Adriane Fresh is Assistant Research Professor at Duke University, where she’s a member of both the Political Science Department and the Interdisciplinary Data Science Program. Her research is about the political economy of development, with a focus on elite persistence in the context of economic and institutional change. She studies a diverse set of historical and country cases including England during the Industrial Revolution, the Civil Rights-era U.S. South, and Pinochet-era Chile. She received her MA in Economics and PhD in Political Science from Stanford University.
She’ll present work entitled “Trade, Contestation and Representation During England’s Long 17th Century.”
Talk will be on Zoom, Wednesday, October 22, 19:00 (BJT).

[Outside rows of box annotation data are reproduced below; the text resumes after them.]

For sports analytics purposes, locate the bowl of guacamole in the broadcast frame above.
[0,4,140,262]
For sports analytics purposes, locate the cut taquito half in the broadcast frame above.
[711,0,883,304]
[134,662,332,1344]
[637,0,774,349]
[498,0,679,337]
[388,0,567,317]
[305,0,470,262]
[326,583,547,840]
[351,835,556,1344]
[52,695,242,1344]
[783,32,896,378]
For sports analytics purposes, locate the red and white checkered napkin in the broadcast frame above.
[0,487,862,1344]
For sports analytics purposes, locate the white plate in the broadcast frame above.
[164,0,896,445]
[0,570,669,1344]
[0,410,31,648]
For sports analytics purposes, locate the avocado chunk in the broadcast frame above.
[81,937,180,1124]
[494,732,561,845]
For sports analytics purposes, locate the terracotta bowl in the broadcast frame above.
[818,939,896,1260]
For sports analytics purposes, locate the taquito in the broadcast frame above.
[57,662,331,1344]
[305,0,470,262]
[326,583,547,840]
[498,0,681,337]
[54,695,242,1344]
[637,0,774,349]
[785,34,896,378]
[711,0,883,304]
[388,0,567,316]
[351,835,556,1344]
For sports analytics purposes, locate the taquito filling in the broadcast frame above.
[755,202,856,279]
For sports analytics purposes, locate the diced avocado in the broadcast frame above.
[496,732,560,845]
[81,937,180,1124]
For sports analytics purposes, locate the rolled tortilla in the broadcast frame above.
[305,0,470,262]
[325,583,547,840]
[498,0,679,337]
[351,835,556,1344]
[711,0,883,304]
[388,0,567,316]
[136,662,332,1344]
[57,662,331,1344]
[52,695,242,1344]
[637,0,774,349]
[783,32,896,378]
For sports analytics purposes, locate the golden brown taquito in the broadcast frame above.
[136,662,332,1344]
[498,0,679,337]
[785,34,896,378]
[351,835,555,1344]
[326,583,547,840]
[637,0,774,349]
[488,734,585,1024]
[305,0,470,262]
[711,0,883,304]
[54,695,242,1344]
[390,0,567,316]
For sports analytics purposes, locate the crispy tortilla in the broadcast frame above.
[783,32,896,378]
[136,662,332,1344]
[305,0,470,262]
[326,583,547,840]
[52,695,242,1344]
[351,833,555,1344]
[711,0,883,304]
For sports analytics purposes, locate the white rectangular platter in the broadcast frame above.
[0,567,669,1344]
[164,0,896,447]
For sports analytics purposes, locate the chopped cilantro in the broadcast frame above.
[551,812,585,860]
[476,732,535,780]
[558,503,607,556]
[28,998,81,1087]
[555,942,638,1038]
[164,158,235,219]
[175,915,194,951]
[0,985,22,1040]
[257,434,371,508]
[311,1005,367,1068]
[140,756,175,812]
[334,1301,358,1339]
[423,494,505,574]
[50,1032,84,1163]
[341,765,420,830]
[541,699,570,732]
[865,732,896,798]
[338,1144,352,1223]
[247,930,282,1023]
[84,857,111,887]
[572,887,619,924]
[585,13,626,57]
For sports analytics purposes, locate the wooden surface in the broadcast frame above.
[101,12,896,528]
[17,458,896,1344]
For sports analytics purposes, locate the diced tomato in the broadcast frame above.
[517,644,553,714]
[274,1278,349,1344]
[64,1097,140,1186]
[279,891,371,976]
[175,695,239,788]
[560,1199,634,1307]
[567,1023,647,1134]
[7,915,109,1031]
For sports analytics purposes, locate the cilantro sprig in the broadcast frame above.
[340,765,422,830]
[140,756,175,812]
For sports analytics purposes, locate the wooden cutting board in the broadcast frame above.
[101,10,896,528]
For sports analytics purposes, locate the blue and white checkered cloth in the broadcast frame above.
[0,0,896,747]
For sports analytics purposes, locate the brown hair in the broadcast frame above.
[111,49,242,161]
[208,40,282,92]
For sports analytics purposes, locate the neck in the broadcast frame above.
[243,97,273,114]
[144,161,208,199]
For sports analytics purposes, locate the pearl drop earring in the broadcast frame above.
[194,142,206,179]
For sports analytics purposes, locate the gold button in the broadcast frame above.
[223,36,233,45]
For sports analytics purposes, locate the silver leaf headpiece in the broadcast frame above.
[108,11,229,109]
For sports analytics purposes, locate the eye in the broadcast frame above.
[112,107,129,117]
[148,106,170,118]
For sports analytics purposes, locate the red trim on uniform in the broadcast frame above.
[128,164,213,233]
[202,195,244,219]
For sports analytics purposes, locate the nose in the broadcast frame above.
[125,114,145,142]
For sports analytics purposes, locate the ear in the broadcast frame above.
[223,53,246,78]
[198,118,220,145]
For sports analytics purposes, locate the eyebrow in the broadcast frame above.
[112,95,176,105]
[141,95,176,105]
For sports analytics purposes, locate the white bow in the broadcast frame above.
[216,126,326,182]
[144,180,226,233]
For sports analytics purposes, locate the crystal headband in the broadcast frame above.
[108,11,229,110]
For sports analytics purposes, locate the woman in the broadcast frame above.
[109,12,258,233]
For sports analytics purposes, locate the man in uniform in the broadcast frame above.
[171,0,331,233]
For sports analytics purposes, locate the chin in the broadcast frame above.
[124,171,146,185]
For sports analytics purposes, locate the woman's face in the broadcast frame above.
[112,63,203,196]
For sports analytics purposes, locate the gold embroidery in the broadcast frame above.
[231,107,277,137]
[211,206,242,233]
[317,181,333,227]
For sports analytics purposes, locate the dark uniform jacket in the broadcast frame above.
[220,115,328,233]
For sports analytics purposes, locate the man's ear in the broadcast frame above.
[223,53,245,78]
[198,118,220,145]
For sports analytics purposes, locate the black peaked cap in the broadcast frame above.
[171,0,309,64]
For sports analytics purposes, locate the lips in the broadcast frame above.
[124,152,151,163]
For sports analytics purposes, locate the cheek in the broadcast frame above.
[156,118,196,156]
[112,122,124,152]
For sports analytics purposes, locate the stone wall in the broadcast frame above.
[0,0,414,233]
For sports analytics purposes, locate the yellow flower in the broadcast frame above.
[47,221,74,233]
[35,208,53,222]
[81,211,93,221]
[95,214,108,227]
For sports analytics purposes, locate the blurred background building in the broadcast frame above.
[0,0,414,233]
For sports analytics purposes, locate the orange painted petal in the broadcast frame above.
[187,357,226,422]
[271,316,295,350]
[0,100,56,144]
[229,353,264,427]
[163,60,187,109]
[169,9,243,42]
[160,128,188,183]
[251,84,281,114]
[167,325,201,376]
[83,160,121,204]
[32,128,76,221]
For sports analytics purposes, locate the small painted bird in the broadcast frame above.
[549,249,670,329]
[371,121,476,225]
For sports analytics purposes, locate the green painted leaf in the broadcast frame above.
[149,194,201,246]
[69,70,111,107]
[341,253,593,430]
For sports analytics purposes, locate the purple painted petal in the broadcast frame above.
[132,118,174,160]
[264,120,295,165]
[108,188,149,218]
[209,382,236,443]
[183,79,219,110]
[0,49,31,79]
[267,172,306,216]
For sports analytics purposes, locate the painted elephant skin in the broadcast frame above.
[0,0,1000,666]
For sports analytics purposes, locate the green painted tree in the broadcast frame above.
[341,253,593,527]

Abstract: Expansions of international trade have significant distributional consequences and are therefore often viewed as a key source of domestic political conflict. This paper asks about the political consequences of the 17th century growth of the Atlantic economy — often viewed as one of the most important periods of early globalization. This economic change has been famously linked to national conflicts over property rights and institutional configurations, pitting an ascendant commercial elite against a traditional landed class. However, to date, no work has systematically examined whether and to what extent this national cleavage was reflected in competition for parliamentary seats in the constituencies. In this paper, I collect new data on the universe of 17th century English parliamentary returns, the incidence of electoral contests, and characteristics of the MPs that were returned, as well as many of their challengers. I pair this with localized data on the volume of trade from historical customs accounts (the Port Books). Preliminary results suggest that, despite the importance of commercial change during the period, it played a limited role in producing electoral contests. MPs representing the expanding commercial sector obtained representation, but this was geographically circumscribed and was not a function of winning electoral contests. This suggests both that commercial cleavages were between rather than within local geographies, and that recourse to other cleavages are needed to fully explain the rise of contests during the period.